I use ... and UTF-32 for most internal processing that I write myself. Let people say UTF-32 is wasteful if they want; I don't tend to store huge amounts of text in memory at once, so the overhead is much less important than one code unit per character.
For performance-critical applications on the other hand, you need to use whichever UTF gives you the correct balance in speed and average storage size for your data.
If you have very large amounts of data, you'll be sensitive to cache overruns. Enough so, that UTF-32 may be disqualified from the start. I have encountered systems for which that was true.

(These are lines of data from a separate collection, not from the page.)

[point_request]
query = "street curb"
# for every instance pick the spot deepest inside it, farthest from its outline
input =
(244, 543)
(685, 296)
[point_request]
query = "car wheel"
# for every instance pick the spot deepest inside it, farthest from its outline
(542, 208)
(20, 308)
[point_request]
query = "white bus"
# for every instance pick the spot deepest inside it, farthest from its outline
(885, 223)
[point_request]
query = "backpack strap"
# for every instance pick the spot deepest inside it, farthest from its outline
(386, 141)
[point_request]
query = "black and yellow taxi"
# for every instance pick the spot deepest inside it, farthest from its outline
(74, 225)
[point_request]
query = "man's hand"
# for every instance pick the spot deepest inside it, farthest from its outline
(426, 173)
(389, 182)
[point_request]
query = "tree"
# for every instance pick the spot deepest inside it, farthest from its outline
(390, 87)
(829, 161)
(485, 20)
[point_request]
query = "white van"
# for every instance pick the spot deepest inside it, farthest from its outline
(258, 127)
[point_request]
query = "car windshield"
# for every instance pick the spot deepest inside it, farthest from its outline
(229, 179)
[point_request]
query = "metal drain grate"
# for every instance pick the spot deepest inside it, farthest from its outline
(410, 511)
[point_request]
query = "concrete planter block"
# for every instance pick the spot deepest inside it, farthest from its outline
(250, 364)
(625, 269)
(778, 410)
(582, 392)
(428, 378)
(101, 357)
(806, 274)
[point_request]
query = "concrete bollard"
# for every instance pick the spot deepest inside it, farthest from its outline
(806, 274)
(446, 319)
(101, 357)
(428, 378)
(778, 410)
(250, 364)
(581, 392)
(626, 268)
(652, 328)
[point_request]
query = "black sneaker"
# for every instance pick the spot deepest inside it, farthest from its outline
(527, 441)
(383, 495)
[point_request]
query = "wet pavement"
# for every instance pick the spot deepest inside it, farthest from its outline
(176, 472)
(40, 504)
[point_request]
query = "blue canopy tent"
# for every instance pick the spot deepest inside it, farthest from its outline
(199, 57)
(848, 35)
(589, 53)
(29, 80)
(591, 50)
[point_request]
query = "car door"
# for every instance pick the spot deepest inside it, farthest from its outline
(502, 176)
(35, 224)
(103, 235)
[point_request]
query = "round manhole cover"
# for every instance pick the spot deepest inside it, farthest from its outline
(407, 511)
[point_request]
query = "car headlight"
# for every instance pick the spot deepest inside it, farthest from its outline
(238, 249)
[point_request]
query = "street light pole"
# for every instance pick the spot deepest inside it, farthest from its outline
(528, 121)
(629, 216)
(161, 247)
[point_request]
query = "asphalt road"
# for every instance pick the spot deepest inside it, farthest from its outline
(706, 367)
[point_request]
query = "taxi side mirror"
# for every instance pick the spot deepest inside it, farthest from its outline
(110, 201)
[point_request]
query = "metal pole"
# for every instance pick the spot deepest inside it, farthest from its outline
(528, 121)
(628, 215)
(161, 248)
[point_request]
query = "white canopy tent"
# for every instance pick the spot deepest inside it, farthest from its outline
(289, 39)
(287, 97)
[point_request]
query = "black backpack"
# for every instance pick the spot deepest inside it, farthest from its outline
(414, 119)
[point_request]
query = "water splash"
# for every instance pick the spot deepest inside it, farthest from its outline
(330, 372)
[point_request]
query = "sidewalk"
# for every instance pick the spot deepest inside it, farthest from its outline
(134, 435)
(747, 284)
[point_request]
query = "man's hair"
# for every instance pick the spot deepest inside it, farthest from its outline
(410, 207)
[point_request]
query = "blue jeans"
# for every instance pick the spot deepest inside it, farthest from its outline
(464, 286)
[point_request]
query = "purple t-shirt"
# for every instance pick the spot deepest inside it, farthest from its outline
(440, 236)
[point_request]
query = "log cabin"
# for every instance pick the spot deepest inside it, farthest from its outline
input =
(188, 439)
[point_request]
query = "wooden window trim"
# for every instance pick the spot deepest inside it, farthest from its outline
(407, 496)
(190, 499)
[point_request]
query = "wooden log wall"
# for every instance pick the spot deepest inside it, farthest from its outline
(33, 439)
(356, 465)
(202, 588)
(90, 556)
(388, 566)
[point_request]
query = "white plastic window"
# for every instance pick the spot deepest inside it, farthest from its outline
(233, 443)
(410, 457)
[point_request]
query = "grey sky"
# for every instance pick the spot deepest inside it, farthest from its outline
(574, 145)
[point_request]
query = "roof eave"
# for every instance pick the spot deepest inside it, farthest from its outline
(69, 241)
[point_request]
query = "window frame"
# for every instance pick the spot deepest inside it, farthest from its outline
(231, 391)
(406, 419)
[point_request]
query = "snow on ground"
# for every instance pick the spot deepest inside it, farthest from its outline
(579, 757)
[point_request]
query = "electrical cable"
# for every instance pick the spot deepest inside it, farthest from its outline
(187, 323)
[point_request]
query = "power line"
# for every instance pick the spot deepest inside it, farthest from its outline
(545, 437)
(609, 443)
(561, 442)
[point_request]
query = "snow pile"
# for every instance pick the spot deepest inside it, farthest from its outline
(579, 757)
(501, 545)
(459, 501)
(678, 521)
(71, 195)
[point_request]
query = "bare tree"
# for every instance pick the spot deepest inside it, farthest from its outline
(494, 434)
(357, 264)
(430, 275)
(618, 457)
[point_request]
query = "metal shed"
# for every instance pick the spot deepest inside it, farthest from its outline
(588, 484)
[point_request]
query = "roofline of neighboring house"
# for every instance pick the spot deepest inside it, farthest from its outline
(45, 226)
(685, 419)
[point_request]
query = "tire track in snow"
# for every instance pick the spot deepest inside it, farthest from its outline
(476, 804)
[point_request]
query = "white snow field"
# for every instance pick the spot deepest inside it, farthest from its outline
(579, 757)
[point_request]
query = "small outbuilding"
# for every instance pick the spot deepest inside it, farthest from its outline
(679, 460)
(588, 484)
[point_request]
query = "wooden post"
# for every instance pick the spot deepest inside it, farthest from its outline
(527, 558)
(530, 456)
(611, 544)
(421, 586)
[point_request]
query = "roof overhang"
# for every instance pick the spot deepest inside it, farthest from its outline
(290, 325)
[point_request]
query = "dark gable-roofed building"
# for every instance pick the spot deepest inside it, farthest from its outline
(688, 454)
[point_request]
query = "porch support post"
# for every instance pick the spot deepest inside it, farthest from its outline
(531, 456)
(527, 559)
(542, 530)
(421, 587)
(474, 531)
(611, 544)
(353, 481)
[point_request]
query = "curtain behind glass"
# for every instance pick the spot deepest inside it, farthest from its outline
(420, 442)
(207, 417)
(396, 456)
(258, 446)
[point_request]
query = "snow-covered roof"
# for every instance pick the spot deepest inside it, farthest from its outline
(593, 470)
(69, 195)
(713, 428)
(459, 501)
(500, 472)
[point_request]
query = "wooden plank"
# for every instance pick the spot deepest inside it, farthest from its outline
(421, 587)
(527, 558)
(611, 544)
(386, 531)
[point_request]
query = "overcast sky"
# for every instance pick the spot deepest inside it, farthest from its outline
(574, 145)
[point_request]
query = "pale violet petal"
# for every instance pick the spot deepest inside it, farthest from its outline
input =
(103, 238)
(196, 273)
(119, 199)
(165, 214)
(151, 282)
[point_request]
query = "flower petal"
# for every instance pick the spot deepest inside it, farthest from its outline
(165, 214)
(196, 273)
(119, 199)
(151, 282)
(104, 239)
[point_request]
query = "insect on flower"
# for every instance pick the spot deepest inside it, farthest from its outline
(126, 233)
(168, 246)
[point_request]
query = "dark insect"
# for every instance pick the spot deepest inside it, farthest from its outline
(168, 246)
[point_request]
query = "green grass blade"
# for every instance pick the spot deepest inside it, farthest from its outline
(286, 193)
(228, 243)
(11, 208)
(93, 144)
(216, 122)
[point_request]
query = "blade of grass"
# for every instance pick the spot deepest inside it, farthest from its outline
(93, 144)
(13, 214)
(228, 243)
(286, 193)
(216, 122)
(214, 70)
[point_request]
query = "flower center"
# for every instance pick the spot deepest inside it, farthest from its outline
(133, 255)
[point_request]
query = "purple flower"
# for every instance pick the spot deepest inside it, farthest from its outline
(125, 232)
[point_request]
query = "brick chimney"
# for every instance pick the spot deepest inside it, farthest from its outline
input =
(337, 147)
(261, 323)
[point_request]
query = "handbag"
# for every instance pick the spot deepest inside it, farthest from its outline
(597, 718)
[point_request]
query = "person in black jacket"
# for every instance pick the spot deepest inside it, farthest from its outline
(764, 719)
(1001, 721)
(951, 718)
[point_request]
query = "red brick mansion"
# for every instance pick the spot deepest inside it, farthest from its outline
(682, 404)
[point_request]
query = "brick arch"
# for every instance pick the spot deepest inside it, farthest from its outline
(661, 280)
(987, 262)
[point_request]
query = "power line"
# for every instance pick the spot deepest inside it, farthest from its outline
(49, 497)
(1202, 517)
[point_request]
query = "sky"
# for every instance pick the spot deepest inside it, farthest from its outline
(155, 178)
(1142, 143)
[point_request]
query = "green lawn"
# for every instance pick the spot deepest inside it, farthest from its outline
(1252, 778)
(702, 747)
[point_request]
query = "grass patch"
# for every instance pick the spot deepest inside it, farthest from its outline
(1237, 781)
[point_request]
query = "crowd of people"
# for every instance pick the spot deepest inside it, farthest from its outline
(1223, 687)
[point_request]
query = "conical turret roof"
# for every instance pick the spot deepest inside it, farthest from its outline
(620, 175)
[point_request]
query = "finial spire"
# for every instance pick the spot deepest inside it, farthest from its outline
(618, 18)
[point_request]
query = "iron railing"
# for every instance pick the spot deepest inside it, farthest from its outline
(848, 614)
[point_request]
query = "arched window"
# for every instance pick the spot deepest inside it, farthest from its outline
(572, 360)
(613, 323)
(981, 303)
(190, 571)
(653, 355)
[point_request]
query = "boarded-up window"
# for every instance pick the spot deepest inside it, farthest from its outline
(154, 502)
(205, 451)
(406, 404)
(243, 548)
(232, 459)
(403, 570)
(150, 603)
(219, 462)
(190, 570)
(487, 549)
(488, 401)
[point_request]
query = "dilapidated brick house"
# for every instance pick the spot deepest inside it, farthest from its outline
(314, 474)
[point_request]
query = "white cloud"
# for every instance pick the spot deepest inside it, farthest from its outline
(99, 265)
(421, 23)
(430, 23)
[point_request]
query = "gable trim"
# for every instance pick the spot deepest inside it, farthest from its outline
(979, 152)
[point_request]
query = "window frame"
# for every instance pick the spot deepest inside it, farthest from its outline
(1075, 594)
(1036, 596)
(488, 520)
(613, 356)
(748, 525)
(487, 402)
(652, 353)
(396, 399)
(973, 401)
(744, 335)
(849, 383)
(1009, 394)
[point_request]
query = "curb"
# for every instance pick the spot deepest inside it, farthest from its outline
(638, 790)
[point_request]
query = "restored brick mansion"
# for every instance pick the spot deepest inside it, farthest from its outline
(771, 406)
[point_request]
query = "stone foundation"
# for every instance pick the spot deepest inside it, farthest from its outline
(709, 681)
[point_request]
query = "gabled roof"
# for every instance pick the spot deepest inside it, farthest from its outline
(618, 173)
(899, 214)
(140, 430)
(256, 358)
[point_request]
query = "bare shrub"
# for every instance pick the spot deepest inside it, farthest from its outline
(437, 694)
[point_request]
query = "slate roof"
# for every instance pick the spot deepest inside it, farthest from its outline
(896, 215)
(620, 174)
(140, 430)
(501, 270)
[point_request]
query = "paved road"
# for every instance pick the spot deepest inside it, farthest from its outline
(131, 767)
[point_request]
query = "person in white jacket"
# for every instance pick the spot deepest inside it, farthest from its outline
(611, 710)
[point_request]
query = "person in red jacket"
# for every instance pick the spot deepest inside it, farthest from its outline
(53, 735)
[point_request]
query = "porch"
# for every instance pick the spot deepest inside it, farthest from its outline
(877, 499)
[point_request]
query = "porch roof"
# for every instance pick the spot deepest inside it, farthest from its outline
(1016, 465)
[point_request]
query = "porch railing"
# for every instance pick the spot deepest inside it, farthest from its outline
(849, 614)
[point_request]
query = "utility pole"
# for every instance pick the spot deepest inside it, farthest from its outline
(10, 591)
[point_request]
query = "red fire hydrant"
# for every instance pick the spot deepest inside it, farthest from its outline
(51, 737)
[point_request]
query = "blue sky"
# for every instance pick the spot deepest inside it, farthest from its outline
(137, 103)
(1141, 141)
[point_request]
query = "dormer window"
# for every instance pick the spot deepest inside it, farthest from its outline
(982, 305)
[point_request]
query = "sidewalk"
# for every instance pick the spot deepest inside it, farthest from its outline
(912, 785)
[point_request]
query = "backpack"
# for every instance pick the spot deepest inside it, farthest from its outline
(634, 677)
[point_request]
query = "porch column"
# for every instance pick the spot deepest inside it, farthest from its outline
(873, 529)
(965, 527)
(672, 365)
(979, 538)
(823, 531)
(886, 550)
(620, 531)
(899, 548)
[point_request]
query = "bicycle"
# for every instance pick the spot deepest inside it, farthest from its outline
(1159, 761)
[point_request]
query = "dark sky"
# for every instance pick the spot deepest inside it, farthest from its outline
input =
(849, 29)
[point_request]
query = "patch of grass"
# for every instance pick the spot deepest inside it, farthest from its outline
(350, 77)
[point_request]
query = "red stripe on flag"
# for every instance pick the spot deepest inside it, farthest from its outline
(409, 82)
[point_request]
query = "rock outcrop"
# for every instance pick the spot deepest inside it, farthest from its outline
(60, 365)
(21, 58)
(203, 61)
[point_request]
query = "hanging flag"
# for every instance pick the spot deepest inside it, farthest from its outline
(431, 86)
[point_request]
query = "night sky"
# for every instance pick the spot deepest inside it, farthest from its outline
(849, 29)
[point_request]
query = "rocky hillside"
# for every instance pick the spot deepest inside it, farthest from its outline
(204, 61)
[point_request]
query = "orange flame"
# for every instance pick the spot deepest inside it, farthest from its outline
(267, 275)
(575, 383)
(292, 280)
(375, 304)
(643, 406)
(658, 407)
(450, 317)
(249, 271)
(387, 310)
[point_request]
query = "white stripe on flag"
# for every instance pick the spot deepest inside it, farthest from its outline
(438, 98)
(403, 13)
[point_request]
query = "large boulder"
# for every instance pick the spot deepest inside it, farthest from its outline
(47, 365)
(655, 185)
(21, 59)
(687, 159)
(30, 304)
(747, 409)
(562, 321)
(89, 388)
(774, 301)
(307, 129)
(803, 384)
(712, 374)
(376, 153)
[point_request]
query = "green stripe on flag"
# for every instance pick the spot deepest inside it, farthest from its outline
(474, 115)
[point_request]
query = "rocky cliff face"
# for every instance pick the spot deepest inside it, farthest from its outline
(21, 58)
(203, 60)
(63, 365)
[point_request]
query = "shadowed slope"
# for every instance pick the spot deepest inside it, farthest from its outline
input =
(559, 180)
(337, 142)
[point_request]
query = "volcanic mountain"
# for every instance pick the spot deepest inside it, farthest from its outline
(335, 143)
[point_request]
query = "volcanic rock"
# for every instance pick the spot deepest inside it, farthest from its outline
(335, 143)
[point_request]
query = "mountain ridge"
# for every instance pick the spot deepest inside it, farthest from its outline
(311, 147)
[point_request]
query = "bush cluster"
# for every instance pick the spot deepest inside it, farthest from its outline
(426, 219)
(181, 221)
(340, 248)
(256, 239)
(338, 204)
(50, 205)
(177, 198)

If your 'per character' operations are based on parsing for ASCII symbols, e.g. HTML parsing, then both UTF-8 and UTF-16 allow you to process your data directly, w/o need to worry about the longer sequences. For such tasks, it may be that some processors will work faster if working in 32-bit chunks.
However, many 'inner loop' algorithms, such as copy, can be implemented using native machine words, handling multiple characters, or parts of characters, at once, independent of the UTF.
And even in those situations, the savings from that better not be offset by cache limitations.
A simplistic model of the 'cost' for UTF-16 over UTF-32 would consider
1) 1 extra test per character (to see whether it's a surrogate)
2) special handling every 100 to 1000 characters (say 10 instructions)
3) additional cost of accessing 16-bit registers (per character)
4) reduction in cache misses (each the equivalent of many instructions)
5) reduction in disk access (each the equivaletn of many many instructions)
For many operations, e.g. string length, both 1, and 2 are no-ops, so you need to apply a reduction factor based on the mix of operations you do perform, say 50%-75%.
For many processors, item 3 is not an issue.
For 4 and 5, the multiplier is somewhere in the 100s or 1000s, for each occurrence depending on the architecture. Their relative weight depends not only on cache sizes, but also on how many other instructions per character are performed. For text scanning operations, their cost does predominate with large data sets.
Given this little model and some additional assumptions about your own project(s), you should be able to determine the 'nicest' UTF for your own performance-critical case.
A./